Pueden atribuirse a la fatalidad de un destino manifiesto dictado por la divinidad, la recurrencia de los males heredados en cada periodo sexenal, pero bien sabido es que ellos han sido, en realidad, producto de las humanas pasiones que han dominado el sistema social y la clase política desde sus orígenes. Frivolidad, ambición, negligencia, vanidad, arrogancia y prepotencia, han sido características del ejercicio del poder que han conducido al desastre de manera cíclica.
Recordemos que pasamos de una patética administración de la abundancia a un obsceno derrumbe económico producto del morboso dispendio y el saqueo de las arcas públicas. Se perdió la fortaleza del peso que no fue defendido caninamente como se había declarado.
Se promovió, en la administración siguiente, ante la catástrofe heredada y el desprestigio gubernamental, un comienzo nuevo bajo la premisa de la renovación moral de la sociedad, que evidenció la misma inmoralidad del pasado y tuvo como bendición el sismo de 1985, que distrajo a la sociedad toda y facilitó llegar al fin de la administración más o menos bien librada, a pesar de lo escandaloso de la gestión.
Hacia finales del siglo, con las transformaciones del sistema mundial, se abrió un espacio para la inserción de México como jugador de grandes ligas en el nuevo orden geopolítico, se publicitó el nuevo milagro mexicano. Recomenzar de nuevo y, de nuevo, un amargo despertar, la crisis interna por el alzamiento zapatista, el magnicidio del candidato oficial y el error de diciembre, herencia que debió asumir el gobierno entrante, para empezar de nuevo con una cuantiosa deuda monumental que tendrán que seguir pagando las generaciones venideras.

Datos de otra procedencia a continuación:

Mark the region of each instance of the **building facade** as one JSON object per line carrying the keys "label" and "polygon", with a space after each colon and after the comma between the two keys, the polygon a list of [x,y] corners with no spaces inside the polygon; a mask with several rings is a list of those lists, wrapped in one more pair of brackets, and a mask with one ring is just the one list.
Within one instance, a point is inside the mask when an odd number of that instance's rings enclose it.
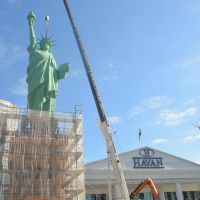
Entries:
{"label": "building facade", "polygon": [[[131,193],[147,177],[153,179],[160,200],[200,200],[200,165],[151,147],[142,147],[119,155]],[[108,199],[110,185],[113,200],[120,200],[108,159],[85,166],[86,200]],[[139,199],[153,200],[145,187]]]}

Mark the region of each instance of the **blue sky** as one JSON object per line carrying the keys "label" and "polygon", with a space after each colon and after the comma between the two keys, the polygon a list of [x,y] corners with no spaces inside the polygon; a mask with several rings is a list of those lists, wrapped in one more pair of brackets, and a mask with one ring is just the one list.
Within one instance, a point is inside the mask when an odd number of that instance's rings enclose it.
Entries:
{"label": "blue sky", "polygon": [[[119,153],[142,146],[200,163],[200,1],[70,0]],[[29,33],[49,34],[57,64],[71,72],[60,82],[57,111],[82,105],[85,161],[106,157],[98,113],[63,2],[1,0],[0,91],[26,107]],[[142,130],[141,141],[138,129]]]}

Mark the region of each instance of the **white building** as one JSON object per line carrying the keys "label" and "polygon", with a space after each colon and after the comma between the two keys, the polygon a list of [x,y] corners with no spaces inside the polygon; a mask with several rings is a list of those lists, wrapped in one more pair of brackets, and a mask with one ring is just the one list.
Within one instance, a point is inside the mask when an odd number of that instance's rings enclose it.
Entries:
{"label": "white building", "polygon": [[[119,155],[129,192],[145,178],[153,179],[160,200],[200,200],[200,165],[150,147],[142,147]],[[86,199],[108,198],[111,182],[112,199],[120,200],[119,189],[108,159],[85,166]],[[110,177],[110,178],[109,178]],[[149,188],[139,194],[140,199],[151,200]]]}

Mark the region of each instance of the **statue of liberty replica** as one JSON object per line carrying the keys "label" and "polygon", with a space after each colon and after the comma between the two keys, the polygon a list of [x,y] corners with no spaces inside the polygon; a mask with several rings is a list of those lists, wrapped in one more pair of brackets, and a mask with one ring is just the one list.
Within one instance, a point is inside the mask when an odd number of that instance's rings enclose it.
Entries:
{"label": "statue of liberty replica", "polygon": [[[36,42],[34,33],[35,15],[30,12],[27,16],[30,29],[29,65],[27,67],[28,109],[54,112],[55,99],[58,92],[58,81],[64,79],[69,72],[69,64],[61,64],[57,69],[56,61],[51,52],[53,40],[47,36],[49,17],[46,21],[46,37]],[[37,47],[39,44],[39,47]]]}

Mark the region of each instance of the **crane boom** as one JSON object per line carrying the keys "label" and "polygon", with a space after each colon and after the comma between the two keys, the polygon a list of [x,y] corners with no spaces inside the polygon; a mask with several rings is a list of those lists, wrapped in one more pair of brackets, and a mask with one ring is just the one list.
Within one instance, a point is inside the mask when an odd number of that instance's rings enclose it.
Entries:
{"label": "crane boom", "polygon": [[92,94],[93,94],[95,104],[96,104],[96,107],[97,107],[97,110],[98,110],[101,130],[102,130],[103,136],[104,136],[105,141],[106,141],[107,151],[110,153],[113,171],[114,171],[114,174],[115,174],[116,179],[117,179],[117,184],[118,184],[120,192],[121,192],[122,200],[129,200],[128,188],[127,188],[127,185],[126,185],[122,166],[121,166],[121,163],[119,161],[119,157],[118,157],[116,149],[115,149],[115,145],[114,145],[114,142],[113,142],[113,139],[112,139],[112,133],[111,133],[111,130],[109,128],[108,120],[106,118],[106,115],[105,115],[105,112],[104,112],[104,109],[103,109],[103,105],[102,105],[102,102],[101,102],[101,99],[100,99],[98,89],[96,87],[95,80],[93,78],[92,70],[91,70],[89,61],[87,59],[86,51],[85,51],[83,43],[81,41],[77,26],[75,25],[74,18],[72,17],[72,13],[71,13],[71,10],[70,10],[69,5],[67,3],[67,0],[63,0],[63,3],[64,3],[65,9],[67,11],[67,14],[68,14],[71,26],[72,26],[72,30],[73,30],[73,33],[74,33],[80,54],[81,54],[81,58],[82,58],[82,61],[83,61],[84,67],[85,67],[85,71],[86,71],[87,78],[88,78],[88,81],[89,81],[89,84],[90,84],[90,88],[92,90]]}

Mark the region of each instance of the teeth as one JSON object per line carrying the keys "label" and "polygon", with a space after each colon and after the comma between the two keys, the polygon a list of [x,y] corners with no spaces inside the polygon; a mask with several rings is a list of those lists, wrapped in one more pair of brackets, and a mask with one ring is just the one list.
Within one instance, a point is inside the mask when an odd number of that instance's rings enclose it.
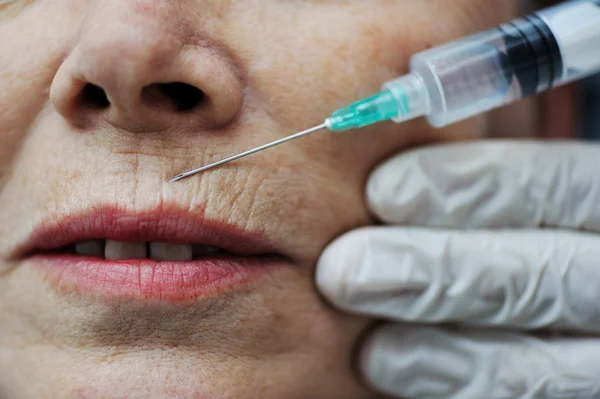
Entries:
{"label": "teeth", "polygon": [[[1,0],[0,0],[1,1]],[[143,259],[149,257],[159,262],[187,262],[224,253],[210,245],[175,245],[164,242],[124,242],[114,240],[89,240],[75,244],[75,253],[80,256],[104,257],[107,260]]]}
{"label": "teeth", "polygon": [[192,245],[192,255],[194,258],[212,255],[222,252],[221,249],[211,247],[210,245]]}
{"label": "teeth", "polygon": [[81,256],[104,256],[104,240],[91,240],[75,244],[75,253]]}
{"label": "teeth", "polygon": [[146,243],[106,240],[104,257],[107,260],[140,259],[146,257]]}
{"label": "teeth", "polygon": [[151,242],[150,258],[158,261],[190,261],[192,260],[192,246]]}

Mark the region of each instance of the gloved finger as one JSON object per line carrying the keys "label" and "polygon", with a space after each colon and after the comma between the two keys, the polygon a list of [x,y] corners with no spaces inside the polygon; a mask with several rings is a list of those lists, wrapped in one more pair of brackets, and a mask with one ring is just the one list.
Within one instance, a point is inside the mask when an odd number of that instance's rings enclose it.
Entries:
{"label": "gloved finger", "polygon": [[377,168],[367,184],[388,224],[600,231],[600,147],[476,142],[429,147]]}
{"label": "gloved finger", "polygon": [[360,367],[377,390],[406,399],[600,398],[600,339],[388,325]]}
{"label": "gloved finger", "polygon": [[325,250],[316,281],[391,320],[600,331],[600,237],[584,233],[364,228]]}

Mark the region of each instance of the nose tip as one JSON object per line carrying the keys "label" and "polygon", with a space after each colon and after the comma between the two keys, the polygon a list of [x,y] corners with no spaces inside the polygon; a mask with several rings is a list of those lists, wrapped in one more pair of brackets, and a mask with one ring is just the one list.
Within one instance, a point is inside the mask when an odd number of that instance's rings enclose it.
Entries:
{"label": "nose tip", "polygon": [[50,96],[64,118],[140,132],[209,130],[235,117],[242,88],[227,58],[188,45],[182,30],[164,23],[118,21],[88,21],[94,29],[80,35],[59,68]]}

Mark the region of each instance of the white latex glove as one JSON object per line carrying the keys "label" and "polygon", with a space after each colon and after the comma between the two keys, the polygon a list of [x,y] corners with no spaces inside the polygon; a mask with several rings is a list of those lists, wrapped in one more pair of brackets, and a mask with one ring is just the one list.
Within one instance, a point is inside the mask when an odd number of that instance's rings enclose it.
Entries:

La esperanza llegó otra vez, la derrota del arcaico y omnipresente oficialismo generó una expectativa altísima, la renovación de la república estaba a la vista, por fin el nuevo comienzo tan anhelado, se pondría fin a la arrogancia del poder y a la captura del Estado por la cleptocracia histórica. Triste decepción, el optimismo desbordado, pronto se extinguió, todo siguió igual o peor, la frivolidad y el desparpajo, la corrupción y la ocurrencia hicieron gala durante todo el sexenio.
El cambio renació, una vez más y una vez más sucumbió rápidamente, desde el golpe de autoridad con que pretendió legitimarse la elección, tachada de ilegalidad y fraude. El batazo dado al avispero, no sólo no logró contener la criminalidad, sino que promovió vigorosamente la corrupción en sectores razonablemente sanos, alentó la violencia desmedida, enlutó al país con cientos de miles de muertos y empoderó a los delincuentes, que hoy, con ritual cinismo, retan y pretenden sustituir al Estado.
Ni qué decir del sexenio anterior, flagrante engaño, otro más que goza, todavía, de total impunidad. Gobierno mediático, negocios privados y fraudes monumentales con los recursos estratégicos de la nación, nada nuevo, pero de forma exultante.
La herencia: una sociedad ensangrentada, corroída por el coraje, por el ultraje, el luto y la indecencia política.
La reacción: El voto unánime por el rechazo, el castigo electoral, el despido.
Más que la esperanza de cambio, el motivo fue el rencor, motor peligroso en una sociedad descreída, frustrada y encolerizada.
Bien entendido, la esperanza se agota mientras el resabio social se nutre.
Nuevamente, nos ubicamos en un punto de quiebre, navegamos una circunstancia pavorosa de la que, como en las recurrentes crisis anteriores, podemos obtener experiencia y buscar alternativas de crecimiento como sociedad, como nación, como Estado, o retornar a un futuro ya conocido, que nos llevará, como una rata de laboratorio, al mismo sitio de donde partimos.
La nueva normalidad debe llevarnos a estadios superiores y no a un nuevo retorno a la decadencia.